Hanson, on the other hand, is quite clearly made out to be the best in his field, and would happily tell anyone as much. Interestingly, this aspect of Hanson’s character is slightly lessened in the third episode of the season. He seems to greatly care for a return patient he treats in this episode. He still absolutely believes he can beat the odds and save a patient in a cutting-edge surgery, but he is happy to take the time to explain the procedure to her and even goes on a walk with her to do so, rather than rushing through it in his office.
This softening of his character so early on feels very much at odds with what the audience is presented in the first episode. There is a single scene in the premiere that indicates he treats some patients with more respect than he initially shows, but it doesn’t come out as one of the stronger scenes in the pilot. On the whole, this aspect of his character does make Hanson far more of a three dimensional individual instead of a gross caricature of a surgeon.
As for Holland, she is more interested in diagnosing and studying neurological diseases and disorders and attempting to avoid surgery (presumably much to Hanson’s chagrin). Her character is not as well drawn at this point as that of Feuerstein’s or Tucci’s.

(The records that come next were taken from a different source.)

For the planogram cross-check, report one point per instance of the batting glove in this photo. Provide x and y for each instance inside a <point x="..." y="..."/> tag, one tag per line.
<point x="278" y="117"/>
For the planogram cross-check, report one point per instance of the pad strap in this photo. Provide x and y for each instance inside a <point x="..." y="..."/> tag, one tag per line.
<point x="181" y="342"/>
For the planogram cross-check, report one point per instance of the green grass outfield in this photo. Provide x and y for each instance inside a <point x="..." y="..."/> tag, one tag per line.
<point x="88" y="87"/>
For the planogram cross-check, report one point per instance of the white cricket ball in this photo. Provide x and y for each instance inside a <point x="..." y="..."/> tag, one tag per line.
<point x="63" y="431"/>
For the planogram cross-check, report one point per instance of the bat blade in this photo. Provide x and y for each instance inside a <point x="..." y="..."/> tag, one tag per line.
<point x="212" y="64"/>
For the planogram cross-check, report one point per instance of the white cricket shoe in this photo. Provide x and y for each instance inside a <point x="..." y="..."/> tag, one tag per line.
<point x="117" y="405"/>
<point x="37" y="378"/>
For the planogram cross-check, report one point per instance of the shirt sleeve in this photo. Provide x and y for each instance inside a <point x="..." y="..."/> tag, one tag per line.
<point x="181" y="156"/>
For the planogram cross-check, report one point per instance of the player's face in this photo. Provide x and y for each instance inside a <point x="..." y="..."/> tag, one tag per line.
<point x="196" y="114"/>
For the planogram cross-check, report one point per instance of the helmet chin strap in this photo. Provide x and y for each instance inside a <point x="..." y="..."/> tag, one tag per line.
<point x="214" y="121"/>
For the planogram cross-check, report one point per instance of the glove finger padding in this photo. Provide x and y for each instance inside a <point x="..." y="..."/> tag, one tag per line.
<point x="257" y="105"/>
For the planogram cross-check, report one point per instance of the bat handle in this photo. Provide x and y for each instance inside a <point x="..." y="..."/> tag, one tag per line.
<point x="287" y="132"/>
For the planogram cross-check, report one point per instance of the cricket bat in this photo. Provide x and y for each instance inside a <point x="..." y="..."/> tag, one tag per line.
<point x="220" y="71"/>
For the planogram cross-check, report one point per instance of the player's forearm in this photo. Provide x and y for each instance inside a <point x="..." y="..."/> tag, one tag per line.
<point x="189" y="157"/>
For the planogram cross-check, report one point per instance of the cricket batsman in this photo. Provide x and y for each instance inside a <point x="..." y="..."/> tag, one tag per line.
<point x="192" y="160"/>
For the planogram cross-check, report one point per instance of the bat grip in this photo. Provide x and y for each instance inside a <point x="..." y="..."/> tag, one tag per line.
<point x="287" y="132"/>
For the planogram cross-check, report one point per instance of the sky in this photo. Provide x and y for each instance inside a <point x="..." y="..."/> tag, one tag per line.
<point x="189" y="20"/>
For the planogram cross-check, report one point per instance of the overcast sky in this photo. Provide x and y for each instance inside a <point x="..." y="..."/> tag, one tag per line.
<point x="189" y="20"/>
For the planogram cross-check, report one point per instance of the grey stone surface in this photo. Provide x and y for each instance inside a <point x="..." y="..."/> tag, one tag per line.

She does have a storyline in the third episode that revolves around her falling for one of her patients, but outside of that breach of ethics, and some flirting with Seger early in the first episode, we are mostly left to wonder as to her character. One hopes her personal life and character will involve to be more than just about those men she falls for (not that Seger’s or Hanson’s is much more at this point either).
The last of the four series' regulars is Dr. Flores, played by Armando Riesco. Though his part does grow moderately from episode to episode, at this point, not much about him can be determined at all, save that he exists. He doesn’t seem to do anything more on the show than monitor the vitals of patients and keep an eye on patients’ families.
The show is quite flashy, and opens with a fantastic computer-generated effect illustrating the neural problem of the main patient in the first episode. The second and third episodes open with similar scenes, and while they don’t quite elucidate the disease or issue, they do make for some pretty spiffy television. As it is stated early on in the series, Hanson’s portion of the hospital makes money hand over fist, allowing them to have the fanciest and finest of machinery to use and abuse. There are times when it feels as though the machinery exists far more for the televisual factor than for the medical benefit (touch-screen MRI/CT scan monitors, for instance). Even so, it does work on screen.
Between Tucci, Feuerstein, Varma, and its flashy look, 3 Lbs. certainly has enough going for it early on to intrigue audiences. It looks and feels like a fun, interesting show, even if I’m convinced much of the “cutting-edge” medicine is more pipe dream than practical. The first three episodes absolutely have the ability to captivate. The medical portions are not terribly dramatic at this point, the outcomes of the cases are clear well in advance of their resolution in the script, but there is still enough pomp and circumstance present to provide interest.
3 Lbs. premieres Tuesday night, November 14, at 10 pm on CBS.